Pierce County Sheriff's Detective retires after distinguished career featured in books by Ann Rule

Pierce County Sheriff Paul Pastor presents retirement badge and credentials to Det. Sgt. Ben Benson

TACOMA -- Det. Sgt. Ben Benson says he didn’t want any fanfare over his retirement after 32 years with the Pierce County Sheriff’s Department but his friends, family and coworkers had other plans.  They honored him at a retirement dinner Thursday night at The Pine Room in Tacoma.  Pierce County Sheriff Paul Pastor presented Benson with his retirement badge and credentials.

Det. Sgt. Benson joined the department as a deputy in 1984. "The most fun I had hands down was working patrol on the graveyard shift in uniform in a marked patrol car where you'd go from having a cup of coffee sitting in a restaurant to just two minutes later being int he middle of mayhem,” he said.   

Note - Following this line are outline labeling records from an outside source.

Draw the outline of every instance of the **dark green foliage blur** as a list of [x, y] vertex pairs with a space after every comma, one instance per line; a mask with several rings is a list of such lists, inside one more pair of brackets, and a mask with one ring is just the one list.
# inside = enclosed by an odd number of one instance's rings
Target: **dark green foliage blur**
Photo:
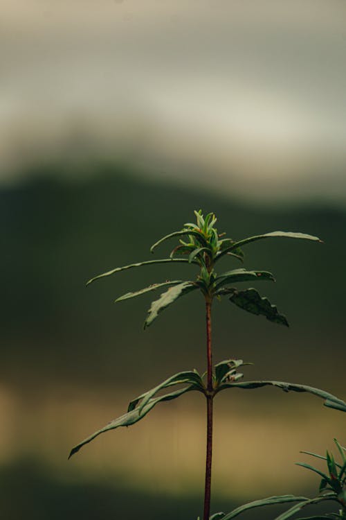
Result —
[[[309, 370], [307, 383], [322, 379], [327, 389], [329, 379], [334, 381], [329, 390], [342, 389], [346, 211], [318, 205], [256, 207], [197, 188], [146, 182], [116, 166], [101, 166], [98, 171], [97, 177], [64, 181], [37, 171], [26, 184], [1, 190], [4, 383], [24, 388], [129, 383], [143, 389], [158, 382], [152, 380], [158, 367], [167, 376], [204, 370], [200, 295], [183, 299], [145, 332], [150, 297], [112, 303], [146, 284], [185, 277], [184, 270], [192, 266], [148, 266], [84, 286], [94, 275], [152, 259], [150, 245], [193, 218], [192, 209], [202, 207], [217, 212], [220, 232], [233, 239], [299, 230], [325, 243], [277, 239], [246, 246], [244, 267], [273, 272], [277, 283], [263, 282], [261, 292], [275, 302], [291, 328], [269, 327], [226, 302], [215, 302], [215, 361], [237, 356], [253, 361], [254, 379], [275, 375], [298, 382]], [[170, 245], [166, 250], [163, 245], [155, 258], [166, 257]], [[220, 268], [237, 266], [237, 260], [227, 259]], [[124, 370], [129, 364], [131, 381]]]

Det. Sgt. Ben Benson early in his career

It wasn’t long before he was working in a special proactive unit targeting problem criminals like serial bank robbers and burglars. "We had undercover cars and we got to grow our hair long and not shave everyday and go out there and try to blend in with the dirtbags and see what we could accomplish,” said Det. Sgt. Benson.  Det. Ed Troyer was his partner.  “I remember driving around in Firebirds and Trans Ams  and unmarked cars and catching thieves. We had a great time doing it and we both actually fit in too well sometimes,” he said.

Eventually, Benson worked his way up to homicide detective and recalls one of the most famous cases. It was the disappearance of  Joe Terricone in Puyallup in 1978.  It remained a mystery until 2007.  "A guy running a bulldozer had dug up some bones at this construction site,” said Det. Sgt. Benson.  They were found at the home of Terricone’s girlfriend at the time.  "We went from finding bones at a construction site to nine months later arresting a brother sister for a murder they committed 30 years ago. That was probably the most satisfying case of my career and then Ann Rule wrote a book about it,” said Det. Sgt. Benson.  He and Rule became good friends until her death.

Det. Sgt. Ben Benson and Crime Author Ann Rule

There are cases he wishes he could have solved like the murder of 20-year-old Daniel Mosley on March 30, 2015. He was shot and killed while driving his car.  Still, he has no regrets about retiring and he shouldn’t. He has served the citizens of Pierce County for more than three decades even though his mom thinks he’s too young to retire. “I told him not too long ago that I expect him to come over and have coffee with me in the morning,” said Diane Benson.

As a child, his mom says her son always told the truth. It’s a good trait that served him well in law enforcement and one he will carry into retirement.  “32 years...it just seems like it's long enough,” said now  Ret. Det. Sgt. Ben Benson.